Nous n’en étions plus qu’à quelques lieues, quand voilà-t-il pas cet animal de Baptiste qui se détortille de la corde avec laquelle nous l’avions ficelé, qui s’arrache son bâillon et qui se lève tout droit, dans le canot, en lâchant un sacre qui me fit frémir jusque dans la pointe des cheveux. Impossible de lutter contre lui dans le canot sans courir le risque de tomber d’une hauteur de deux ou trois cents pieds, et l’animal gesticulait comme un perdu en nous menaçant tous de son aviron qu’il avait saisi et qu’il faisait tournoyer sur nos têtes en faisant le moulinet comme un Irlandais avec son shilelagh.

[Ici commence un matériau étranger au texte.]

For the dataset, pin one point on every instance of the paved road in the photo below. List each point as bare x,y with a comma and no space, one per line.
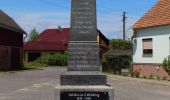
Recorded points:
39,85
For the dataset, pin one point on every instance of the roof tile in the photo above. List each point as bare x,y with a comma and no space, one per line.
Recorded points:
158,15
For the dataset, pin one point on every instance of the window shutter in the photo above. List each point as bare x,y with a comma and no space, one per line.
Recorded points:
147,44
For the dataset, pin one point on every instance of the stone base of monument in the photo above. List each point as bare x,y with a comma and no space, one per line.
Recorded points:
83,78
78,92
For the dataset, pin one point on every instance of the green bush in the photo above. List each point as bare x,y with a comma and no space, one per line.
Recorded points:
151,76
56,59
144,77
158,77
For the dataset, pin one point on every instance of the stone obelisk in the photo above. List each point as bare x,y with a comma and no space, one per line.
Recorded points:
83,79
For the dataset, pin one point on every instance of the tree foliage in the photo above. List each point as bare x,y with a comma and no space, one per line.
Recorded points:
33,36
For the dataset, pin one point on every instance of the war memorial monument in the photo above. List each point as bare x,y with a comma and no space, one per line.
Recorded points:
83,79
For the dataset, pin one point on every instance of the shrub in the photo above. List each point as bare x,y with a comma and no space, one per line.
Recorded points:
157,77
151,76
132,74
144,77
164,78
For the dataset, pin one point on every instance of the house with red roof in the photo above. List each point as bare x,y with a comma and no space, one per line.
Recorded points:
52,41
11,43
151,40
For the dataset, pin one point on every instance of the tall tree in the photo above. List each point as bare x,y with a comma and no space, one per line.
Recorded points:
33,36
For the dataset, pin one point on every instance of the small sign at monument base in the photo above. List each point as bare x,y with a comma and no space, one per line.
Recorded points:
72,95
80,92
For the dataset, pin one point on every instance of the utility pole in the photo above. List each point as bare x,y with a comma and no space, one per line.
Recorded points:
124,25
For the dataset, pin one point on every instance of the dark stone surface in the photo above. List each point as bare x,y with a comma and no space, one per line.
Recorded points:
83,57
83,20
83,78
72,95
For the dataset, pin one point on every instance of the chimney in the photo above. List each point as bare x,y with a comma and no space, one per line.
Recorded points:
59,28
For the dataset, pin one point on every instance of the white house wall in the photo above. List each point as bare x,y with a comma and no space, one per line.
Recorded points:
161,44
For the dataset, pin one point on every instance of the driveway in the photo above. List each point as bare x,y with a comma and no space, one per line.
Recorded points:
39,85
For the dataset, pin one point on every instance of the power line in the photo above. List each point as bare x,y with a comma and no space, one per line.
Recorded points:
53,4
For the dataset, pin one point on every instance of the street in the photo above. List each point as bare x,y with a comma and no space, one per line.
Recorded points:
39,85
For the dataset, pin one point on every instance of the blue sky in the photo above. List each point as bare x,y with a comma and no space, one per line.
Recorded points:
44,14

La position était terrible, comme vous le comprenez bien. Heureusement que nous arrivions, mais j’étais tellement excité, que par une fausse manœuvre que je fis pour éviter l’aviron de Baptiste, le canot heurta la tête d’un gros pin et que nous voilà tous précipités en bas, dégringolant de branche en branche comme des perdrix que l’on tue dans les épinettes. Je ne sais pas combien je mis de temps à descendre jusqu’en bas, car je perdis connaissance avant d’arriver, et mon dernier souvenir était comme celui d’un homme qui rêve qu’il tombe dans un puits qui n’a pas de fond.
Vers les huit heures du matin, je m’éveillai dans mon lit dans la cabane, où nous avaient transporté des bûcherons qui nous avaient trouvés sans connaissance, enfoncés jusqu’au cou, dans un banc de neige du voisinage. Heureusement que personne ne s’était cassé les reins mais je n’ai pas besoin de vous dire que j’avais les côtes sur le long comme un homme qui a couché sur les ravalements pendant toute une semaine, sans parler d’une blackeye et de deux ou trois déchirures sur les mains et dans la figure. Enfin, le principal, c’est que le diable ne nous avait pas tous emportés et je n’ai pas besoin de vous dire que je ne m’empressai pas de démentir ceux qui prétendirent qu’ils m’avaient trouvé, avec Baptiste et les six autres, tous saouls comme des grives, et en train de cuver notre jamaïque dans un banc de neige des environs.
C’était déjà pas si beau d’avoir risqué de vendre son âme au diable, pour s’en vanter parmi les camarades ; et ce n’est que bien des années plus tard que je racontai l’histoire telle qu’elle m’était arrivée. Tout ce que je puis vous dire, mes amis, c’est que ce n’est pas si drôle qu’on le pense que d’aller voir sa blonde en canot d’écorce, en plein coeur d’hiver, en courant la chasse-galerie ; surtout si vous avez un maudit ivrogne qui se mêle de gouverner. Si vous m’en croyez, vous attendrez à l’été prochain pour aller embrasser vos p’tits coeurs, sans courir le risque de voyager aux dépens du diable.
Et Joe le cook plongea sa micouane dans la mélasse bouillonnante aux reflets dorés, et déclara que la tire était cuite à point et qu’il n’y avait plus qu’à l’étirer.